Dolmens of the Adrets n. 3 di Brignoles

    Chemin de Candelon
    83170 Brignoles
Proprietà privata
Dolmens des Adrets N 3 de Brignoles
Dolmens des Adrets N 3 de Brignoles
Dolmens des Adrets N 3 de Brignoles
Dolmens des Adrets N 3 de Brignoles
Dolmens des Adrets N 3 de Brignoles
Dolmens des Adrets N 3 de Brignoles
Dolmens des Adrets N 3 de Brignoles
Dolmens des Adrets N 3 de Brignoles
Dolmens des Adrets N 3 de Brignoles
Dolmens des Adrets N 3 de Brignoles
Crédit photo : This illustration was made by (User:Royonx) and re - Sous licence Creative Commons

Timeline

Âge du Bronze
Âge du Fer
Antiquité
Haut Moyen Âge
XIXe siècle
Époque contemporaine
2000 av. J.-C.
1900 av. J.-C.
0
600
1900
2000
2500-1500 av. J.-C. (environ)
Periodo di costruzione
VIe siècle
Violazione del Dolmen n. 3
1962
Scoperta e primi scavi
1986
Ricerca Dolmen #4
1988
Protezione dei monumenti storici
1992
Restauro di dolmen 2 e 3
Aujourd'hui
Aujourd'hui

Patrimonio

Dolmens n. 1 e 2 degli Adrets (causa AZ 46): entrata per ordine del 22 febbraio 1988

Dati chiave

Georges Bérard - Archeologo Discoverer e ricercatore dei dolmens (1962).
Hélène Barge - Ristorante e archeologia Restauro di dolmen 2 e 3 (1992).

Origine e storia

I Dolmens of the Adrets formano una serie megalitica di quattro sepolture collettive nei pressi di Brignoles, nel Var. Scoperto nel 1962 da Georges Bérard, sono stati ricercati nello stesso anno (n°1 a 3) e nel 1986 (n°4). La loro semplice architettura, con camere rettangolari o quadrate e tumulo ovale, riflette le pratiche funerarie del Calcolo, con sepolture multiple (stimate a 150-200 individui) e mobili caratteristici (ceramica campaniforme, guarnizioni, armi flint).

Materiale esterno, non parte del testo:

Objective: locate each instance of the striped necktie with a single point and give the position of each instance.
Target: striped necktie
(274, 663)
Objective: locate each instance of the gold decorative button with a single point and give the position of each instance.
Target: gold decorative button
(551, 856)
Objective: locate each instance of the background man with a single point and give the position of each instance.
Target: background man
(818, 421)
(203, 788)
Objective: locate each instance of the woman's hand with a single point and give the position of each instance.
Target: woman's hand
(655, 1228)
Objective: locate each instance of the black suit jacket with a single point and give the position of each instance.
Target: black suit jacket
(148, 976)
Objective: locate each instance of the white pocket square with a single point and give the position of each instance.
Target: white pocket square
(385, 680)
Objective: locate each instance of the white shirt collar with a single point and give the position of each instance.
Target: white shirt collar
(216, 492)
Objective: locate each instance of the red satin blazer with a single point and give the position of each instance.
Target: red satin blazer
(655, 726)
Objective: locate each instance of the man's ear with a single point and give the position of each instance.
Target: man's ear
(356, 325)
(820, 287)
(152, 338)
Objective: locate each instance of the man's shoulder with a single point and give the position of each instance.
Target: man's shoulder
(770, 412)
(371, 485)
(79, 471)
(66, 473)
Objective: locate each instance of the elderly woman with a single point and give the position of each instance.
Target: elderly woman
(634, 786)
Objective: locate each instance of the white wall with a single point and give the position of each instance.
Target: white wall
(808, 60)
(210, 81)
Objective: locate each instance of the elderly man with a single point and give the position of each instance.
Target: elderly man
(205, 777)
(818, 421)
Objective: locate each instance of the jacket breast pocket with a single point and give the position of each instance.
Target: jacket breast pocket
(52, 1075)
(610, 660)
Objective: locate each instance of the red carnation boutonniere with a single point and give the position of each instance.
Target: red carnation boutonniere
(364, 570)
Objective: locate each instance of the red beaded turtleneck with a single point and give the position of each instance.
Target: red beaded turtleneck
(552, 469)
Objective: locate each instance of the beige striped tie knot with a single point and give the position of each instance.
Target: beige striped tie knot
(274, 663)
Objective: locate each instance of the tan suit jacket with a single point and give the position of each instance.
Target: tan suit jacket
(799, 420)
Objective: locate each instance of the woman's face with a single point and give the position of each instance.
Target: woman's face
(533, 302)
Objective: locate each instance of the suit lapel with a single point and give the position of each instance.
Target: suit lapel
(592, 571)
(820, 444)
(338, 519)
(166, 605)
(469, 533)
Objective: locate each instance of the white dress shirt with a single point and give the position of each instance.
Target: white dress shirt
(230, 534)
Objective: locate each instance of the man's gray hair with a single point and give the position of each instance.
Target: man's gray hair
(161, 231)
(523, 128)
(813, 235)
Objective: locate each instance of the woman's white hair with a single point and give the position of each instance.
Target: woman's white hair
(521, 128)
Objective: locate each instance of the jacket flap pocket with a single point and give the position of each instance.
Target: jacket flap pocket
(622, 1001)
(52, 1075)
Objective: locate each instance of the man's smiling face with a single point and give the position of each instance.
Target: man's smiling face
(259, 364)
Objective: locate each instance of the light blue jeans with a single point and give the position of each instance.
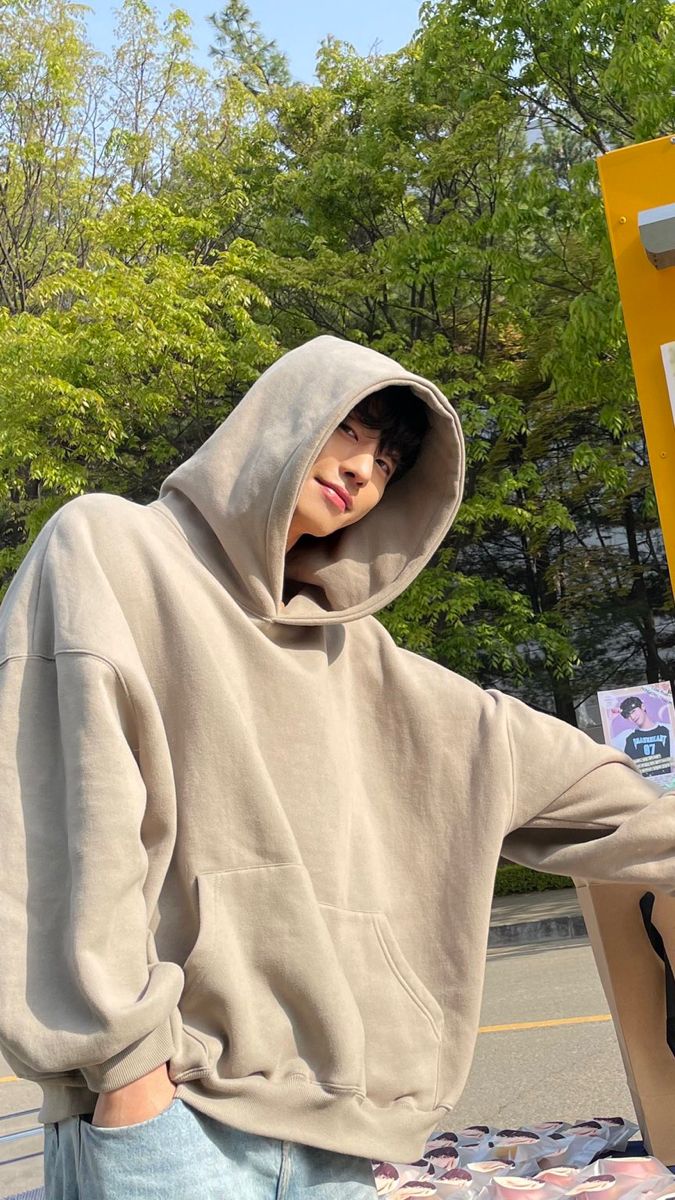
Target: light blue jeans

Dolmen n. 4, il più recente, si distingue per i suoi abbondanti mobili funerari (perle, ciondoli, pugnale flint) e un particolare metodo di sepoltura: i corpi, depositati senza sepoltura iniziale, sono stati disarticolati dopo la decomposizione per organizzare le ossa per tipo. Gli scavi hanno rivelato tracce di occupazione successiva, soprattutto in epoca romana, così come antichi saccheggi che hanno interrotto gli strati archeologici.

I monumenti storici nel 1988 (iscrizione per #1-3, classificazione per #4), questi dolmen illustrano l'evoluzione delle pratiche funerarie tra il caldeo e l'età del bronzo. Il loro restauro nel 1992 da Hélène Barge ci ha permesso di preservare strutture fragili, come le pareti in pietra secca o la tavola di copertura del dolmen n°4, raro esempio intatto nel Var. Studi antropologici (specialmente sui denti di dolmen no. 4) stimato 89 persone sepolte, con una sovrarappresentazione di bambini dai 5 ai 10 anni.

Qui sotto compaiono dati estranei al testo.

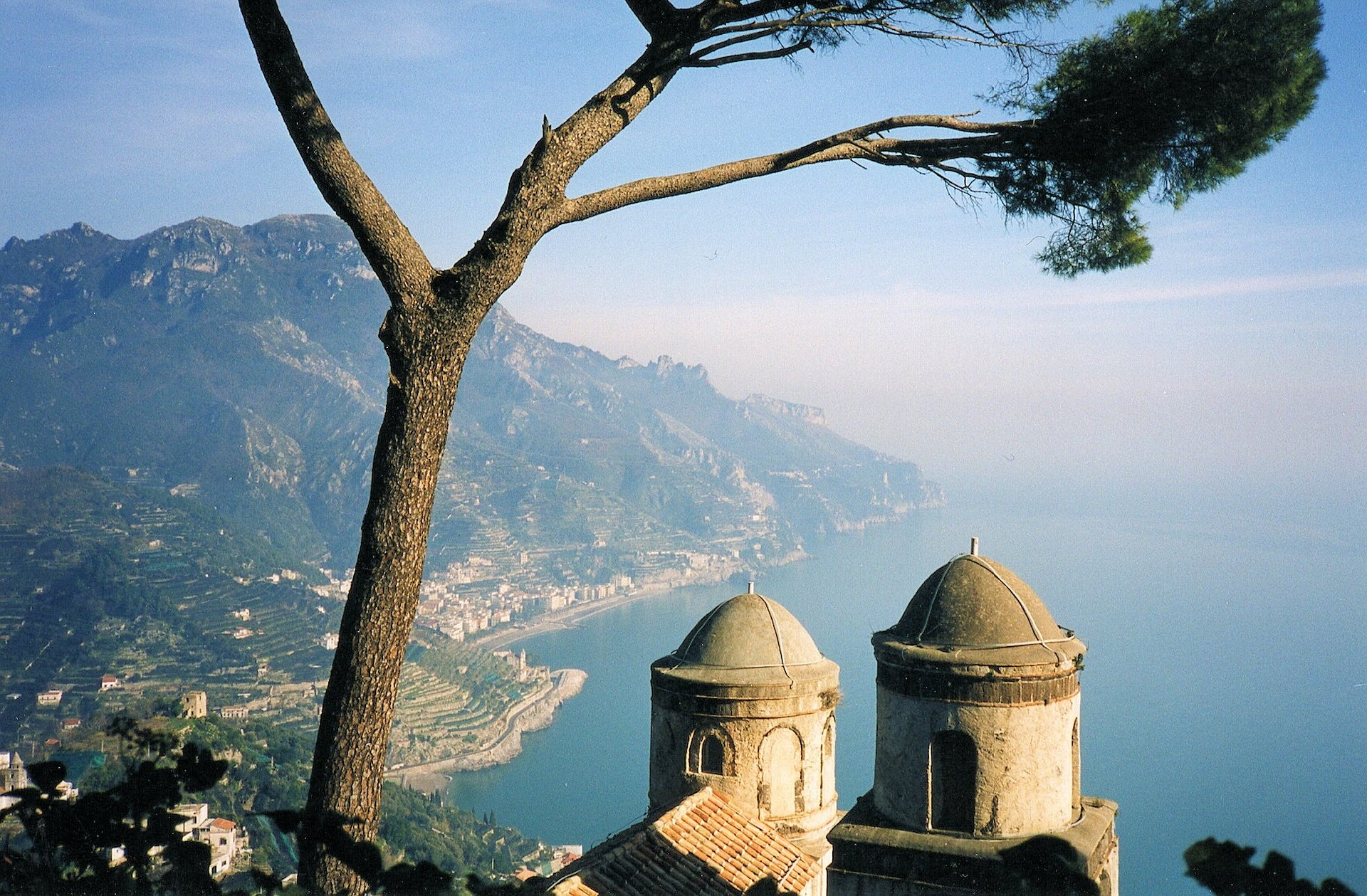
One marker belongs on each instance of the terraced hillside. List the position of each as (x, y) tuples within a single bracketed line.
[(107, 579), (453, 698)]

Tutto fa parte di un paesaggio collinare (341 a 352 m sul livello del mare), affacciato sulla pianura di Brignoles. Il tumulo, di varie forme e dimensioni (6-12 m di diametro), è stato costruito da moli locali, talvolta contenuti da pareti a doppia parete. Il loro orientamento occidentale e la loro posizione sui picchi suggeriscono una scelta deliberata legata a considerazioni simboliche o pratiche, come la visibilità o la protezione dalle inondazioni.

Gli scavi hanno rivelato una varietà di mobili: ceramica (vasetto globulare con decorazioni campaniformi, urna di ferro), strumenti litici (cornici abrasivi, dagger di 17 cm), e elementi di ornamento (391 colombe, ciondoli ossei o calcarei). Questi manufatti riflettono vaste reti di scambio e una società gerarchica, dove i dolmens servivano sia come siti di sepoltura che come marcatori territoriali per le comunità agro-pastorali.

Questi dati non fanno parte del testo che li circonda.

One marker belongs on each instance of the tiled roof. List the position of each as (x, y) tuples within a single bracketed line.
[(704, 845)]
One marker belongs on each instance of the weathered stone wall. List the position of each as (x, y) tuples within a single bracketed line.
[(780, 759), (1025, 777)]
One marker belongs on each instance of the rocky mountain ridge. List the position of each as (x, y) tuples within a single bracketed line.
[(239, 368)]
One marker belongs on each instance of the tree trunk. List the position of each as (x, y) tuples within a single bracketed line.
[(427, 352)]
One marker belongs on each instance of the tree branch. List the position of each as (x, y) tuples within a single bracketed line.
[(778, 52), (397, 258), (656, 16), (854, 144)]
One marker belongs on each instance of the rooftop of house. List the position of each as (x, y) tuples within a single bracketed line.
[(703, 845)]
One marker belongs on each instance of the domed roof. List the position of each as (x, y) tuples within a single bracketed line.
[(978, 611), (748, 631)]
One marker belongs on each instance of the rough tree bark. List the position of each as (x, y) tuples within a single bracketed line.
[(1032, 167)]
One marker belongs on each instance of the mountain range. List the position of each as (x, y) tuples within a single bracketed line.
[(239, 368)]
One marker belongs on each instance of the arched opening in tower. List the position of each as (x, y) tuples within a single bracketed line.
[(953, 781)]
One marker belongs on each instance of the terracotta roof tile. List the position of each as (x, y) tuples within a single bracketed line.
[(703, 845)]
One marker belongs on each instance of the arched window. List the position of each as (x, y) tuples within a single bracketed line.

La violazione di dolmen n°3 nel VI secolo, attestata da teasse ceramiche sigillate, rivela una tardiva riappropriazione di questi siti, forse legati al loro carattere monumentale. Nonostante le perturbazioni archeologiche (pilaggi, occupazioni successive), questi dolmen rimangono una fonte importante per comprendere i riti funerari e l'organizzazione sociale della Francia sudorientale tra il 2500 e il 1500 a.C.